The city cannot currently afford both renovation projects, and the declining state of the Robert Crown Center is more pressing than EPL, aldermen said. The Robert Crown Center project also includes plans for a library, which would cost $2.5 million and would fill a “service gap” for potential library patrons in the 9th Ward, EPL director Karen Danczak Lyons said.

Mayor Steve Hagerty said the council has expressed concerns about whether Evanston can take on both projects at this time, considering the city’s revenue and expenses.

“The reality is we do have capital needs in this community,” Hagerty said. “There has been a conversation going on with the prior City Council and this City Council about what are the priorities with the community centers and the community gathering spaces, in which the library is one of the primary (priorities), as is Robert Crown.”

Danczak Lyons and representatives from renovation architectural firm Wight & Company presented a master plan for the floor-by-floor design overhaul for the library, which modernizes the building in a cost-efficient way, Danczak Lyons said.

Michael Barnes, design principal at Wright & Company, said the firm began working with EPL administration and staff two years ago to assess what residents want from the library and how to make those improvements while keeping the library open to patrons.

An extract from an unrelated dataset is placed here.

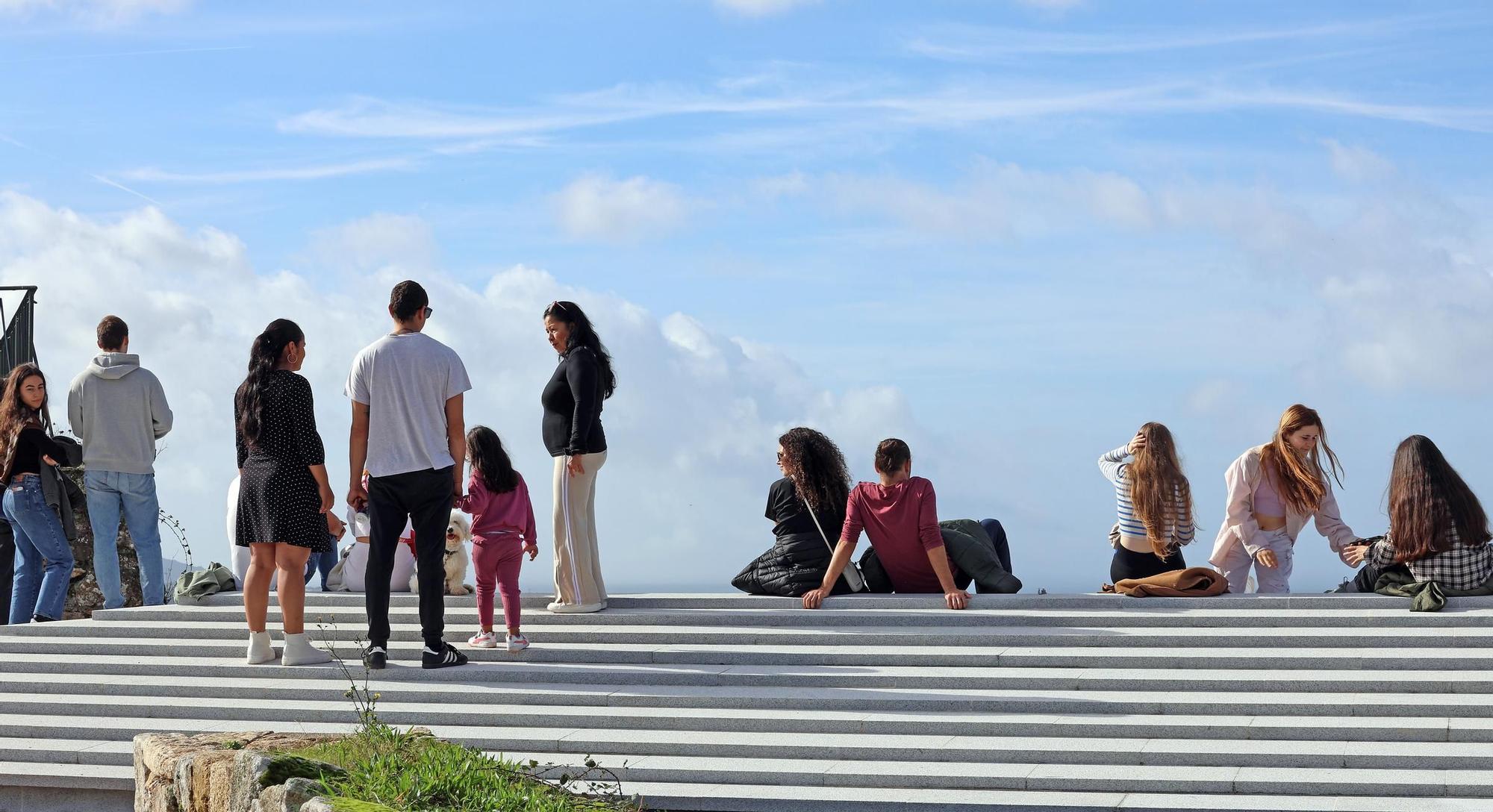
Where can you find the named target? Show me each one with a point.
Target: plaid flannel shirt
(1461, 568)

“The mission and offerings of libraries today are very different than what they were before, but libraries are used as much, if not more, but just in different ways,” Barnes said. “Based on the needs and desires we came up with for what this library ought to have, we actually had to put it together as a complicated puzzle.”

The current total cost estimate for the renovation is $10.5 million, though the cost would escalate each year if the city chooses to delay the project, Barnes said. If the city delayed the renovation until 2023, the cost would increase to about $12.7 million, according to EPL’s presentation.

The plan creates more public space by converting staff-only areas to private and semi-private workspaces and community meeting rooms. The renovation also provides a larger space for teenagers, digital media and technology enhancements. There will also be a gender-neutral bathroom, first-floor cafe and a computer lab.

Danczak Lyons said this project is intent on providing equal access to technology, as learning and job searching have become increasingly dependent on digital media.

“This is really a community-driven vision for the main library,” Danczak Lyons said. “The community depends upon us not just for shelter, but for information and for community building. And that’s the vision that’s guiding this proposed renovation.”

During the discussion about EPL, Ald. Melissa Wynne (3rd) said “this is the right time” to move forward with the library renovations, and that it is important to start now to avoid the escalation of the cost. Still, she said she “reluctantly” agrees that the Robert Crown Center takes priority at the moment.

She added that the current spaces in EPL do not support the many programs that the library provides, and she has heard of “tremendous demand” for the individual and group meeting rooms that the renovation would create.

“Of all the city facilities that we have in Evanston, the ways that we use the library have changed the most dramatically of any other building I can think of in Evanston,” Wynne said. “(The renovation) is really important for us to continue to innovate.”